I believe her expenses/costs for improvements, new appliances, inspections, et cetera, may amount to around $30,000 whereas mine are more in the neighborhood of $20,000.
In this example, that would leave approximately $150,000 to be split evenly, so $75,000 apiece. I’ve had $25,000 transferred to me, leaving her with approximately $175,000. I feel l have another $70,000 due to me — my share of profits ($75,000 + my expenses of $20,000 = $95,000). 
Am I wrong in my thinking? What should we be including and excluding in our list of expenses that we should get reimbursed for? For example, in her list of expenses, she’s including the monthly cable/internet bill, which seems OK to me but that’s also the bill I paid in our rental house for 13 months, yet I never got any of that money back. 
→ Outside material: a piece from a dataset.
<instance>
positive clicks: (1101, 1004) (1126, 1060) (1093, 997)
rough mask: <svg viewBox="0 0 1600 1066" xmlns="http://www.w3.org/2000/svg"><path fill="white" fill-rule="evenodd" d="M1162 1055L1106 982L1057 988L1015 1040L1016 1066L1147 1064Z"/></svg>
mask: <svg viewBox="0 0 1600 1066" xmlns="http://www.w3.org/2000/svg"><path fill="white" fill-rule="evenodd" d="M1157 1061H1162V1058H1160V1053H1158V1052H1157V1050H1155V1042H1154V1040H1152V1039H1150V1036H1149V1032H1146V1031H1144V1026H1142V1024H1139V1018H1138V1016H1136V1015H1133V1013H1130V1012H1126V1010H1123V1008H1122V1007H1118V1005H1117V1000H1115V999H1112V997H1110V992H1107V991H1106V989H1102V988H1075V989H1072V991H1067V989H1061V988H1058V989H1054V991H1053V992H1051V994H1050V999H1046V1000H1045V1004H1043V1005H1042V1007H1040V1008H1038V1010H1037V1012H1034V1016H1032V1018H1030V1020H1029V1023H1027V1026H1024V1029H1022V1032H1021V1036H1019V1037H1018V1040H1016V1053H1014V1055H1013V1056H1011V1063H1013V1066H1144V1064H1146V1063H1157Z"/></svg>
Any guidance you can provide is greatly appreciated.
Fair in Florida
This standoff could have been predicted in the tea leaves. 
Nothing happens by accident. Of course, that was easier only for the person who was receiving the funds. It was never going to be easy for the one whose bank account remains empty. You must proceed on that basis. This was not a chance turn of events. It was — regardless of what your girlfriend (or ex-girlfriend) maintains — done with the knowledge that she would hold all the cards. I presume you cleared $200,000 after capital-gains taxes.
Overall, I agree with your logic about splitting the costs, but that won’t get you very far. The cable-bill payments are the least of your worries. The longer you quibble over the details, the longer that money stays in your former girlfriend’s bank account, and the more chance there is of the money being spent, or transferred to other bank accounts. She can’t give you what she claims she no longer has, and the money will be more difficult to trace as time goes on. 
You were both on the deed, and you both had a 50% share in the property, so the law is on your side. Consult a lawyer to figure out an action plan, but before you become embroiled into a protracted and lengthy legal battle with your girlfriend, suggest hiring a mediator to help you sort through your sticking points. Be prepared to compromise. It may be that she is prevaricating and stonewalling you until she decides her next move. Clearly, $25,000 for you is not enough.
Be prepared to take legal action if/when it becomes clear that she does not wish to split the proceeds fairly. But you both spent money on the property, and if your ex wants to push you into litigation, it would be wise to inform her that she may well end up owing you the full 50% of the proceeds — that is, $100,000. You both paid bills and invested in upgrades, but you invested in a property that was jointly owned 50/50. If she is smart, she should settle with you now.
Another possible source of leverage: The other property that you purchased together. If you were to file a partition action to sell that property now, you would lose money and she would lose a potentially hefty profit, so it makes sense for you and she to remain on good terms — regardless of the status of your relationship — to ensure a bigger payday in the future. It would not be wise for her to pass on a profitable venture down the road for short-term gains today.
She has physical control of the $175,000, but she does not have the legal standing to keep it. Split the $200,000 minus the difference in your down payments and renovations. No doubt, however, it will be a harder negotiation given that she has possession of the funds. It’s tempting to imagine what she could do with $175,000, and she may be making all sorts of rationalizations as to why she should keep the lion’s share. A mediator should give her a deadline to transfer the agreed funds.
If she does not meet that deadline, lawyer up.